I am so sorry that I forgot to mention--- it is homemade cake so we will do a recipe analysis (if I remember correctly it is 60g/piece). I should have put that in the original post, my bad!! But thank you Brian for putting the information about cake w/ and w/out frosting, that will be helpful when trying to figure out how much to count a store-bought one for! And thanks stilledlife for the 'overguessing' warning, funny but I frequently do that. I'm not a very good guesser yet :-(

I think I will end up doing a dual wave with some up front and the rest over a few hours as Gina and Joe suggested. I may bolus a while before I begin eating but only if my bg is over 100 (Thanks Andy for mentioning).

I actually don't set my ratios in my pump, I just use a calculator. I guess it's weird but that's what I like to do. So I won't have any problems doing a different ratio than normal.

Glad I have a plan! Thank you so much for the suggestions!

Amanda

You could always get your family to go for a walk after cake to bring your sugars down a bit if the weather is nice.  Exercise brings it down really fast.  I am legal here so I always go out dancing after cake on my birthday haha.

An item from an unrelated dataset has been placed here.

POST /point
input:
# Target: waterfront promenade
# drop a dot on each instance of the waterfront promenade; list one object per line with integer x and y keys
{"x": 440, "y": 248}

Sports is always a fine option to get your sugars down. The idea with chocolate cake frosting is also nice. Sometimes you just can't avoid consuming some sugar and then you just have to find a way to bring it down. It's up to you to choose what's the best and most comfortable option for you.

[quote user="Heather Cole"]

You could always get your family to go for a walk after cake to bring your sugars down a bit if the weather is nice.  Exercise brings it down really fast.  I am legal here so I always go out dancing after cake on my birthday haha.

[/quote]

I know what you mean-- excercise brings my bg down by sometimes over 100 points! Thanks for the idea :-)

[quote user="Master_Jason"]

Sports is always a fine option to get your sugars down. The idea with chocolate cake frosting is also nice. Sometimes you just can't avoid consuming some sugar and then you just have to find a way to bring it down. It's up to you to choose what's the best and most comfortable option for you.

[/quote]

Yeah this year I just decided I didn't want another Splenda cake, so I'll go for it and "cake sera, sera" haha.